I have to take my hat off to Cat. The start of this holiday had not been the greatest for her but she did not let it ruin her trip. She was determined to have a good time and I was really proud of how she handled herself. Of course, she had just lost everything, including her sim card, so broke down when it happened, but once she had calmed down she remained so positive. Everything Cat lost was replaceable and to hear her find the positives in such a shit situation made me love her more. She was right though. When put into perspective, yes, it was going to be a pain to replace all the cards, sim card, money and fill out the insurance forms, but we were both safe and healthy in a brand new country that needed to be explored. By comparison, a lot of people in Sri Lanka have very little so Cat made it clear that we were still blessed to have the ability to travel to these countries and experience life.

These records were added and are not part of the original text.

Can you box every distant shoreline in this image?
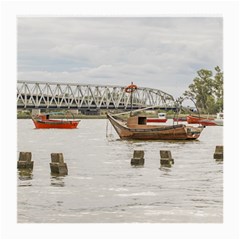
[17,115,108,119]
[17,113,216,120]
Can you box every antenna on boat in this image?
[125,82,138,116]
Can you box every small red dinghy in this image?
[187,115,214,124]
[32,112,80,129]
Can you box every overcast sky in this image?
[18,17,223,98]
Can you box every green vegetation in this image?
[17,111,107,119]
[17,110,31,119]
[183,66,223,114]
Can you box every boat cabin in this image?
[127,115,147,127]
[216,113,224,119]
[37,114,50,121]
[158,113,166,119]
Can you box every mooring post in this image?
[213,146,223,161]
[131,150,145,166]
[50,153,68,175]
[160,150,174,167]
[17,152,34,169]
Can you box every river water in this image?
[17,119,223,223]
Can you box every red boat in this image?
[147,113,167,123]
[198,113,224,126]
[32,112,80,129]
[198,119,217,126]
[173,117,187,122]
[187,115,214,124]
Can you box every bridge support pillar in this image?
[32,109,41,115]
[17,152,34,169]
[131,150,145,166]
[214,146,223,161]
[160,150,174,167]
[50,153,68,175]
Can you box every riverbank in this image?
[17,114,107,119]
[17,112,217,120]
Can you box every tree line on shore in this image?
[182,66,223,114]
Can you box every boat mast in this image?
[124,82,137,117]
[130,82,133,116]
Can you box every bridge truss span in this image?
[17,81,175,110]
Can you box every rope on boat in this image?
[112,105,162,116]
[106,119,109,138]
[106,119,114,140]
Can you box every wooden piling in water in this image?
[160,150,174,167]
[214,146,223,161]
[50,153,68,175]
[17,152,34,169]
[131,150,145,166]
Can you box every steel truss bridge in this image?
[17,81,176,111]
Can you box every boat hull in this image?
[187,115,214,124]
[32,119,80,129]
[199,120,217,126]
[107,114,203,140]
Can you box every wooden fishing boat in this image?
[107,113,204,140]
[147,113,167,123]
[32,112,80,129]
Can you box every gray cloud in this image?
[18,17,223,98]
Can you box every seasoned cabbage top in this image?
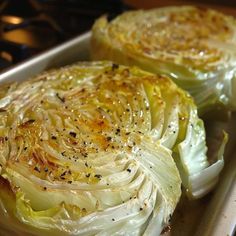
[104,6,236,69]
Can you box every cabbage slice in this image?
[91,6,236,115]
[0,61,226,235]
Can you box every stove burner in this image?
[0,0,128,71]
[1,15,61,48]
[0,39,31,63]
[0,51,12,70]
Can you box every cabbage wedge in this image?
[91,6,236,116]
[0,62,226,235]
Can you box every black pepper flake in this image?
[61,151,66,156]
[111,63,119,71]
[85,162,88,167]
[82,153,88,158]
[112,218,115,221]
[24,147,27,151]
[68,180,72,184]
[34,166,40,172]
[60,176,65,180]
[43,187,47,190]
[98,121,104,126]
[127,168,131,173]
[69,131,77,138]
[86,173,91,178]
[106,136,112,141]
[23,119,35,125]
[44,168,48,172]
[173,131,176,134]
[115,128,120,134]
[61,171,67,177]
[140,207,143,211]
[126,108,130,112]
[56,93,65,103]
[51,136,57,140]
[94,174,102,179]
[125,132,130,135]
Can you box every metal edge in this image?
[195,148,236,236]
[0,31,91,84]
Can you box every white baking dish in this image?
[0,32,235,236]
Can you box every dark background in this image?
[125,0,236,15]
[125,0,236,7]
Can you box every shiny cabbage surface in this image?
[91,6,236,115]
[0,62,225,235]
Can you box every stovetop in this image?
[0,0,128,71]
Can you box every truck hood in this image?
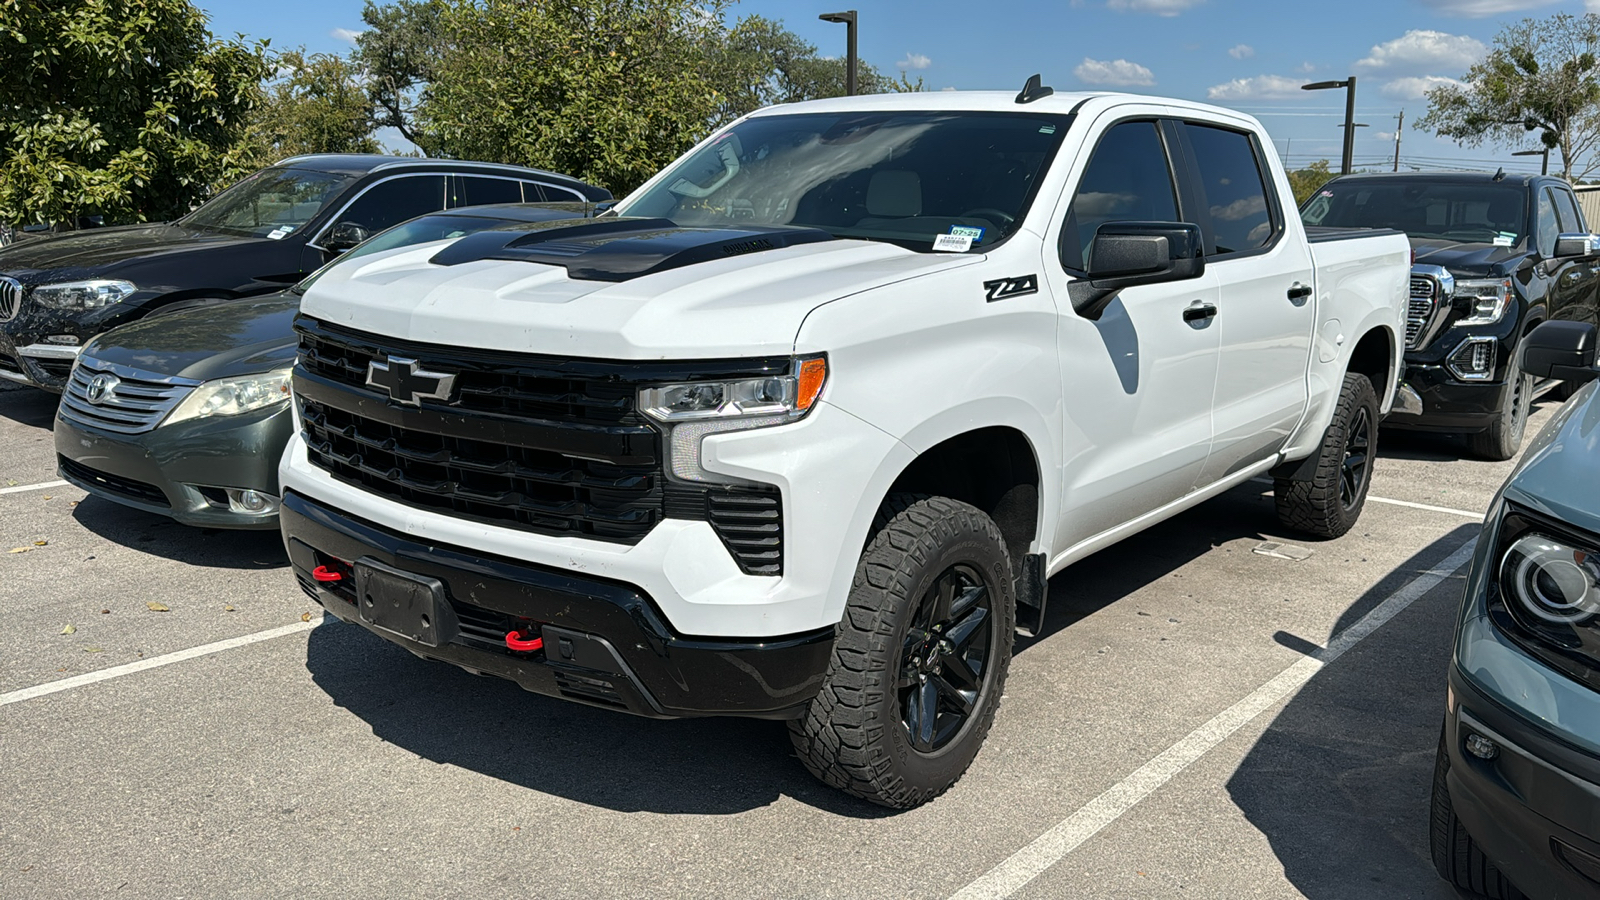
[85,293,300,381]
[0,222,266,282]
[300,227,985,358]
[1504,382,1600,534]
[1410,237,1526,276]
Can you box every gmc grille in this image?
[1407,273,1448,351]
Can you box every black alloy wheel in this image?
[1274,371,1379,539]
[1339,404,1372,511]
[900,563,995,753]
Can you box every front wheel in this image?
[1275,372,1379,539]
[1468,369,1532,462]
[1430,724,1525,899]
[789,495,1015,808]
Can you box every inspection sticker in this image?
[266,226,293,240]
[1493,235,1515,246]
[933,233,974,252]
[949,225,985,243]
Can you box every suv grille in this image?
[58,359,196,434]
[0,277,20,322]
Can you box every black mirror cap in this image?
[1554,233,1598,259]
[1521,319,1599,384]
[1073,222,1205,320]
[323,222,370,253]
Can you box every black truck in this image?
[1302,172,1600,459]
[0,154,610,391]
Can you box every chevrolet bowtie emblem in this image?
[366,356,457,406]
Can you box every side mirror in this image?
[1070,221,1206,320]
[323,221,370,253]
[1553,232,1599,259]
[1521,320,1598,385]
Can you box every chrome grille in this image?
[58,358,196,434]
[1407,267,1455,352]
[1406,276,1434,350]
[0,276,20,322]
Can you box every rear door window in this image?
[1060,120,1180,272]
[327,175,447,240]
[1182,123,1278,256]
[451,176,523,208]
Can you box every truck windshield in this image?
[1302,181,1528,246]
[182,167,355,239]
[618,111,1071,252]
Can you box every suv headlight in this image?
[165,369,292,426]
[1452,278,1513,327]
[640,356,826,483]
[32,279,137,310]
[1488,507,1600,684]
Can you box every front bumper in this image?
[281,490,834,719]
[1385,363,1510,432]
[0,333,80,391]
[54,401,293,529]
[1446,664,1600,898]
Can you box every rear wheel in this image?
[1468,369,1532,461]
[1430,724,1526,899]
[1275,372,1378,539]
[789,495,1015,808]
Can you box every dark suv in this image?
[1302,172,1600,459]
[0,154,610,391]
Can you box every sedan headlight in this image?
[32,279,137,311]
[165,369,292,426]
[640,356,826,483]
[1452,278,1513,327]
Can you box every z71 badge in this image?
[983,274,1039,302]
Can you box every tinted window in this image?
[1552,187,1584,233]
[182,167,354,238]
[1537,188,1559,257]
[452,176,523,208]
[330,176,447,238]
[1183,123,1275,255]
[1061,121,1178,270]
[1302,181,1527,246]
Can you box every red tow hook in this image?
[505,629,544,652]
[312,565,342,583]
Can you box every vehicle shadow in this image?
[0,382,59,429]
[70,495,288,569]
[1224,525,1478,900]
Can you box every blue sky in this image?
[198,0,1600,175]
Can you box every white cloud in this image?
[1075,57,1156,87]
[940,86,959,92]
[1414,0,1553,17]
[1228,44,1255,60]
[1107,0,1203,16]
[1355,30,1486,73]
[330,27,362,43]
[1381,75,1464,99]
[897,52,931,71]
[1206,74,1304,101]
[1296,62,1317,74]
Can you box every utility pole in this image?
[1393,110,1404,173]
[819,11,859,96]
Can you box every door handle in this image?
[1183,301,1219,323]
[1287,283,1313,303]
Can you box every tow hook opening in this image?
[505,628,545,653]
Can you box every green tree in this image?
[247,49,380,163]
[1418,12,1600,181]
[713,15,908,121]
[0,0,271,228]
[354,0,446,156]
[1287,160,1337,206]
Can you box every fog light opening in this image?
[1447,337,1497,381]
[1465,732,1498,760]
[227,489,279,515]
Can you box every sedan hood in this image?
[85,293,300,382]
[1504,382,1600,534]
[0,222,264,282]
[1410,237,1526,275]
[300,225,983,358]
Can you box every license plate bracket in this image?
[354,558,458,648]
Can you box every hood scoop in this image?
[428,217,836,282]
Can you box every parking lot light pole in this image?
[1303,77,1358,175]
[819,10,858,96]
[1513,148,1551,175]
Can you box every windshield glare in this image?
[1302,181,1529,246]
[183,167,354,238]
[619,112,1071,252]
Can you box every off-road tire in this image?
[1275,372,1379,539]
[789,495,1015,809]
[1430,724,1525,899]
[1468,369,1533,461]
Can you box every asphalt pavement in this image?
[1,377,1554,899]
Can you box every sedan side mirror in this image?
[1553,232,1599,259]
[1070,221,1206,321]
[323,221,370,253]
[1521,320,1598,385]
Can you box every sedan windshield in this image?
[1302,181,1528,246]
[618,111,1071,252]
[182,167,354,238]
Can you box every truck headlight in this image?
[1502,533,1600,625]
[164,369,292,426]
[640,356,826,483]
[1452,278,1513,327]
[32,279,137,311]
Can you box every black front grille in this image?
[59,456,171,508]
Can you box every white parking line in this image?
[0,479,68,496]
[948,538,1478,900]
[1367,495,1484,520]
[1,616,323,707]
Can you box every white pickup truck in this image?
[280,82,1409,808]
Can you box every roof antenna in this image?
[1015,73,1054,104]
[1492,167,1506,181]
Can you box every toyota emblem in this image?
[85,373,119,405]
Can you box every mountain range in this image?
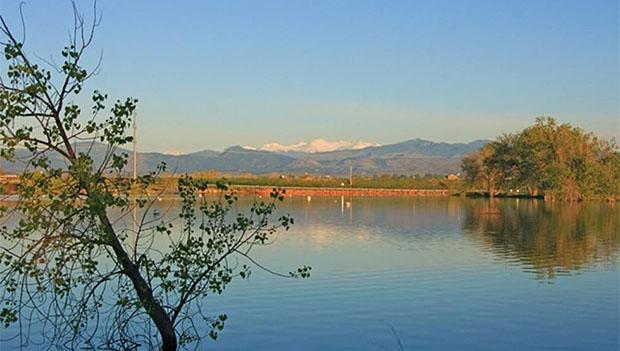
[0,138,489,176]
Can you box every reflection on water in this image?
[462,199,619,279]
[277,196,618,280]
[1,196,619,350]
[214,197,619,351]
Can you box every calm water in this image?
[207,197,619,351]
[2,197,619,350]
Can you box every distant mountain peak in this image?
[163,150,183,156]
[223,145,252,153]
[258,138,380,154]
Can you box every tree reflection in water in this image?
[463,199,619,280]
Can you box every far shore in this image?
[205,185,452,197]
[2,179,612,201]
[0,182,452,198]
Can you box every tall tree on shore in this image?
[461,143,503,196]
[0,3,309,350]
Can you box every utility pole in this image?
[349,165,353,187]
[132,110,137,180]
[131,109,138,260]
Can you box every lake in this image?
[205,197,620,351]
[1,196,619,350]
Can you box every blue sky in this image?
[1,0,618,153]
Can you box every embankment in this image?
[208,185,451,197]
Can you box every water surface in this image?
[1,197,619,350]
[209,197,619,351]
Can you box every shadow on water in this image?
[462,199,620,280]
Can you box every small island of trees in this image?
[461,117,620,201]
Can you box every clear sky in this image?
[1,0,618,153]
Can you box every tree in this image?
[461,143,502,196]
[461,116,620,201]
[0,4,309,350]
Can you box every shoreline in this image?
[2,181,613,201]
[215,185,451,197]
[0,184,452,198]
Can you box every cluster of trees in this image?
[462,117,620,201]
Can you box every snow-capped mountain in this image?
[259,139,380,154]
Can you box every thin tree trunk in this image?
[98,212,178,350]
[66,132,177,349]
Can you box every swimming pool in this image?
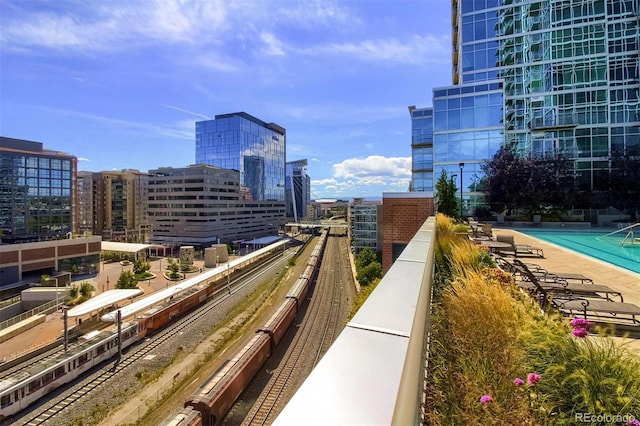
[518,229,640,274]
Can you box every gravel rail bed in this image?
[4,277,263,426]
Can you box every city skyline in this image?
[0,0,452,200]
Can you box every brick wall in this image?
[381,195,435,273]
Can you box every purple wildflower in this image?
[527,373,541,386]
[572,327,589,338]
[570,318,590,328]
[513,377,525,386]
[626,420,640,426]
[480,395,493,404]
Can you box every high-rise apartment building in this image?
[416,0,639,215]
[76,170,149,241]
[0,137,76,243]
[349,199,382,256]
[285,159,311,222]
[147,165,285,248]
[195,112,286,203]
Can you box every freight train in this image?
[160,229,328,426]
[0,240,292,421]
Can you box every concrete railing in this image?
[274,216,436,425]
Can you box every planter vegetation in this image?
[425,214,640,425]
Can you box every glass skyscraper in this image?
[0,137,76,243]
[195,112,286,202]
[285,159,310,222]
[416,0,640,215]
[409,106,434,192]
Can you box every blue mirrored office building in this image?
[195,112,286,202]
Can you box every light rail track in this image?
[10,253,292,426]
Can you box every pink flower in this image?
[570,318,590,328]
[527,373,541,386]
[626,420,640,426]
[480,395,493,404]
[572,327,589,338]
[513,377,525,386]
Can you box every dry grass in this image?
[426,270,538,425]
[427,215,640,424]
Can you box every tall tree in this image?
[609,150,640,219]
[482,145,578,215]
[435,169,459,218]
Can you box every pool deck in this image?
[494,228,640,353]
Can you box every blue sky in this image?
[0,0,451,199]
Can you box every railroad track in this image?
[12,254,291,426]
[242,231,347,426]
[314,234,346,367]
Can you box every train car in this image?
[0,323,141,420]
[286,276,309,311]
[301,264,315,283]
[1,241,294,421]
[186,333,271,426]
[256,299,297,349]
[141,284,212,332]
[159,406,203,426]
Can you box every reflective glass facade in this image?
[195,112,286,202]
[418,0,640,215]
[350,203,380,255]
[285,159,310,221]
[410,107,434,192]
[0,137,76,243]
[433,82,504,213]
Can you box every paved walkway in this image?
[492,228,640,353]
[0,258,206,361]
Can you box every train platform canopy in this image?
[101,241,155,253]
[66,289,143,317]
[101,242,161,256]
[242,235,282,246]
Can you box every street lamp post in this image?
[459,162,465,219]
[227,260,231,294]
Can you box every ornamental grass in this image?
[425,215,640,425]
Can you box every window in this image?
[1,394,11,407]
[28,379,42,393]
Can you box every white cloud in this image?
[299,34,450,65]
[1,1,447,71]
[161,104,211,119]
[0,0,232,53]
[260,32,286,56]
[38,106,193,141]
[277,0,360,29]
[310,155,412,197]
[333,155,411,178]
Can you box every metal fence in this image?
[0,298,67,331]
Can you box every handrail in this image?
[604,222,640,237]
[0,297,67,331]
[0,295,21,309]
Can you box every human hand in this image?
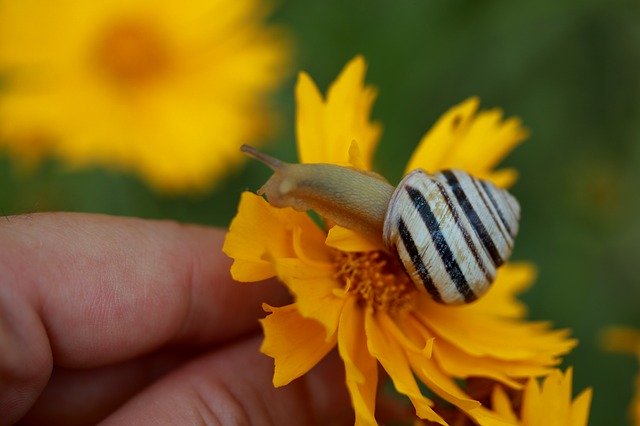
[0,213,358,425]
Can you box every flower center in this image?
[94,19,171,86]
[333,250,417,314]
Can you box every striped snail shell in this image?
[241,145,520,305]
[383,169,519,305]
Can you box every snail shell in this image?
[240,145,520,305]
[383,169,519,305]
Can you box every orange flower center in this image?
[93,19,171,87]
[333,250,417,314]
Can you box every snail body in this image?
[241,145,520,305]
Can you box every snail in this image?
[241,144,520,305]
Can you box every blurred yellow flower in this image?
[602,327,640,425]
[491,368,592,426]
[223,56,575,425]
[0,0,289,192]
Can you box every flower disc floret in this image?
[94,19,172,87]
[333,250,417,315]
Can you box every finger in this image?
[0,213,289,422]
[18,349,194,426]
[17,349,411,425]
[100,334,355,425]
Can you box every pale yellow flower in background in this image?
[224,56,576,425]
[0,0,289,192]
[602,327,640,425]
[491,368,592,426]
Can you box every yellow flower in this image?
[491,368,592,426]
[0,0,288,192]
[223,56,576,425]
[602,327,640,425]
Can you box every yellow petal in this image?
[601,326,640,355]
[473,412,519,426]
[450,110,527,174]
[295,71,326,164]
[381,313,434,357]
[406,346,480,411]
[433,339,548,389]
[491,385,519,423]
[402,329,519,425]
[406,97,480,174]
[518,368,592,426]
[416,294,575,361]
[348,139,367,169]
[223,192,327,282]
[482,168,519,189]
[325,225,384,252]
[260,303,336,387]
[273,258,345,337]
[325,56,380,169]
[601,328,639,425]
[466,262,535,319]
[633,373,640,426]
[405,97,528,189]
[295,55,381,169]
[292,225,334,269]
[338,297,378,426]
[365,311,445,424]
[521,375,542,424]
[570,387,593,426]
[540,369,571,425]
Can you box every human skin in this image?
[0,213,367,425]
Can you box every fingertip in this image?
[164,222,291,346]
[0,290,52,424]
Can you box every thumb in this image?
[100,334,355,425]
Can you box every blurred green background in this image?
[1,1,639,424]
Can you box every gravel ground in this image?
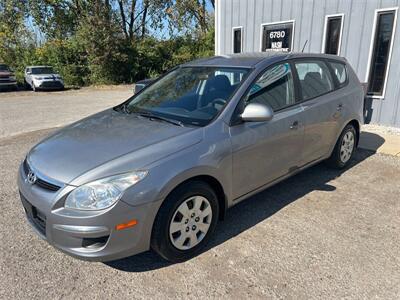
[0,128,399,299]
[0,86,132,138]
[362,124,400,136]
[0,87,399,299]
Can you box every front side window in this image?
[261,21,294,52]
[125,67,249,126]
[323,15,343,55]
[368,9,397,96]
[245,63,295,111]
[295,61,334,100]
[233,27,242,53]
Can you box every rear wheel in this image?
[151,181,219,262]
[326,124,357,169]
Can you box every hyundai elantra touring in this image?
[18,53,364,262]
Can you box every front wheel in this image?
[151,181,219,263]
[326,124,357,169]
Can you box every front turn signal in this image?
[115,219,138,230]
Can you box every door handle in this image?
[337,104,343,111]
[290,121,299,130]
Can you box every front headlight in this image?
[65,171,148,210]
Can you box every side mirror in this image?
[240,103,274,122]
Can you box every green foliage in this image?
[0,0,215,86]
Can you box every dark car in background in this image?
[0,64,17,90]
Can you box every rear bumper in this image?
[18,164,161,262]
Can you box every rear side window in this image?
[294,61,334,100]
[245,63,295,111]
[329,62,347,87]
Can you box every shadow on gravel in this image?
[0,86,79,94]
[106,135,384,272]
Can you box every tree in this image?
[165,0,214,34]
[0,0,215,86]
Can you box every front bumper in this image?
[0,80,17,87]
[18,164,161,262]
[35,80,64,90]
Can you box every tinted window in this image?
[329,62,347,86]
[233,28,242,53]
[126,67,249,126]
[245,63,295,111]
[0,64,10,71]
[368,10,396,96]
[31,67,54,74]
[324,16,343,55]
[295,61,334,100]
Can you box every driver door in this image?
[229,62,305,199]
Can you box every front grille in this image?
[20,193,46,236]
[39,81,63,88]
[23,159,61,192]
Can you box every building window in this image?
[322,14,344,55]
[367,8,398,97]
[232,27,243,53]
[261,21,294,52]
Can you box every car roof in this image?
[183,52,347,68]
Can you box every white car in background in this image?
[24,66,64,91]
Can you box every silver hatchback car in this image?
[18,53,364,262]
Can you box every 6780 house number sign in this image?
[262,22,294,52]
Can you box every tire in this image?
[151,181,219,263]
[326,124,357,169]
[24,80,30,90]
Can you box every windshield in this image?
[31,67,54,74]
[0,65,10,72]
[125,66,250,126]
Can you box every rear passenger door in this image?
[293,59,344,165]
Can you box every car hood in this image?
[27,109,200,185]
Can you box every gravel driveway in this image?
[0,87,399,299]
[0,86,132,138]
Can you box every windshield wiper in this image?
[139,112,184,127]
[114,103,130,114]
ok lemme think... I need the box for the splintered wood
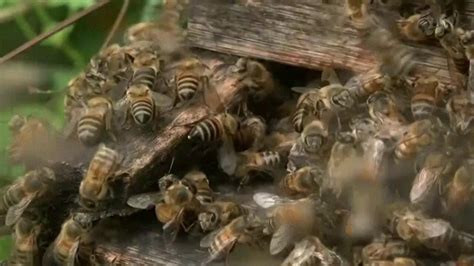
[187,0,472,86]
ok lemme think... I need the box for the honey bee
[282,236,345,266]
[409,151,453,213]
[435,13,468,74]
[48,212,93,265]
[446,92,474,135]
[457,28,474,60]
[64,72,105,118]
[397,11,436,42]
[233,115,267,152]
[386,206,474,256]
[367,91,408,126]
[198,200,248,232]
[362,237,415,263]
[232,58,275,101]
[253,193,336,255]
[74,96,116,146]
[279,166,323,197]
[8,115,56,165]
[344,68,389,100]
[182,170,214,204]
[200,213,265,264]
[168,57,210,106]
[410,75,443,120]
[394,118,444,163]
[0,168,55,227]
[79,145,122,209]
[292,88,320,133]
[118,68,173,127]
[9,212,41,266]
[235,150,284,187]
[442,163,474,216]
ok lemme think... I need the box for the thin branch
[101,0,130,50]
[0,0,111,66]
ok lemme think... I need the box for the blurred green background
[0,0,162,259]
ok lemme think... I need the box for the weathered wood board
[187,0,474,87]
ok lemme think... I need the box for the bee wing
[126,192,163,209]
[200,228,222,248]
[218,138,238,176]
[151,91,174,109]
[290,87,313,94]
[62,109,82,139]
[162,208,184,243]
[410,166,442,206]
[202,76,224,113]
[270,224,294,255]
[321,67,341,85]
[5,195,35,226]
[66,241,79,266]
[253,192,288,209]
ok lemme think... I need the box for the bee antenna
[167,156,175,174]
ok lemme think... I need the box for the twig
[101,0,130,50]
[0,0,111,66]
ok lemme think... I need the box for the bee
[409,151,453,213]
[457,28,474,60]
[182,170,214,204]
[442,163,474,216]
[435,13,468,73]
[232,58,275,101]
[9,212,41,266]
[362,237,415,263]
[279,166,323,197]
[446,92,474,135]
[168,57,210,106]
[79,145,122,209]
[64,73,105,119]
[292,89,320,133]
[49,213,93,265]
[8,115,56,165]
[198,200,248,232]
[253,193,336,255]
[235,150,284,187]
[410,75,443,120]
[368,91,408,126]
[0,168,55,227]
[75,96,116,146]
[282,236,345,266]
[264,131,299,156]
[394,119,444,163]
[344,68,389,100]
[200,213,265,264]
[233,115,267,152]
[397,11,436,42]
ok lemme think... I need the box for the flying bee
[253,193,337,255]
[168,57,210,106]
[394,118,444,163]
[0,168,55,227]
[198,200,248,232]
[397,11,436,42]
[282,236,346,266]
[410,151,453,213]
[442,163,474,216]
[79,145,122,210]
[235,150,284,188]
[233,115,267,152]
[344,68,389,100]
[411,75,443,120]
[48,212,93,265]
[74,96,116,146]
[182,170,214,204]
[7,115,56,165]
[279,166,323,197]
[9,211,41,266]
[200,213,265,264]
[446,92,474,135]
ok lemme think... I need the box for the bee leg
[237,176,250,192]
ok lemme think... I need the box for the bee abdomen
[131,99,155,125]
[132,67,156,89]
[78,116,103,145]
[293,108,309,133]
[188,118,222,142]
[177,75,199,101]
[261,151,282,166]
[411,99,435,120]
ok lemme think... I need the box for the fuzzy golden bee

Our first day was spent in the police station, so we had to pack Colombo and everything we wanted to see into one fully loaded day. We jammed in everything, as well as visiting a magic shop I found online that we would have never been able to find without our tuk tuk driver, who still had to call and get directions when we struggled to locate the place.
Colombo is a very busy city filled with plenty to do. If you are going to explore the city keep in mind that Colombo is the only place where tuk tuk’s have meters. Always look for one of the metered taxis for two reasons, the first is it will save you time on not having to barter for a price to go somewhere and secondly, you will save money on the amount of your fair. Just make sure you have a map or the GPS on your phone with you to keep the driver from going the long way to try and get a bigger fare.